Lee Miller is Lecturing Fellow of Law at Duke Law School, where he teaches Food, Agriculture, and the Environment. Lee has expertise in environmental advocacy, clinical teaching, food and agriculture law and policy, legal and policy research, regulated industries, policy innovation, and coalition-building across food and farm movements in the U.S. His work has primarily focused on subnational climate change mitigation and resilience; adoption of regenerative agriculture systems; concentrated animal feeding operations (CAFOs), environmental justice and animal welfare; the federal farm bill; development of local and regional food systems; as well as food justice, food sovereignty and the right to food; open markets and fair competition; and economic justice for restaurant workers.
Most recently, Lee is leading a project on farmer flourishing at the Coherent Development Lab within the Center on Modernity in Transition. This work examines the conditions for and barriers to small-scale, sustainable farmers achieving “the good life,” and posits that any answer to the climate crisis must reintegrate urban and rural interests so that there are enough local farmers to provide resilient, nutritious, and affordable food to their communities.
Prior to his return to NC, at Harvard Law School Food Law and Policy Clinic he developed and coordinated a farm bill research project to advance agricultural sustainability, racial and economic justice, and rural resilience. The project spanned eight environmental, food, and public health clinics across the law schools at Harvard, Yale, Duke, UCLA, Pace and Vermont. Previously, at Yale Law School’s Environmental Law Clinic, Lee spearheaded a nationwide CAFO survey for the Natural Resources Defense Council that exposed information asymmetries between regulatory authorities and industry.

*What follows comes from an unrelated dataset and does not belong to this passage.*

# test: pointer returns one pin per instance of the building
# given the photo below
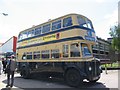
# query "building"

Lee has published pieces in the Yale Law Journal Forum, the American Journal of Public Health, the Journal of Food Law and Policy, and the Vermont Journal of Environmental Law, among others. He has co-authored numerous reports on the farm bill, CAFOs, and regenerative agriculture. Lee currently serves as Board Chair of the Academy of Food Law and Policy, the preeminent professional organization for scholars working in food law and policy. He is also on the board of the national Food Law Student Network.
Lee received his J.D. from Yale Law School, where he co-founded the Yale Food Law Society. He was awarded the post-graduate Jane Matilda Bolin Yale Law Journal Public Interest Fellowship and was an inaugural Exchange Fellow at the Stone Barns Center for Food and Agriculture in Pocantico Hills, NY. He received his Economics B.S. summa cum laude from Duke, where he also received his Masters of Environmental Management (MEM). He and his spouse raise sheep, bees and vegetables on their small farm outside of Hillsborough.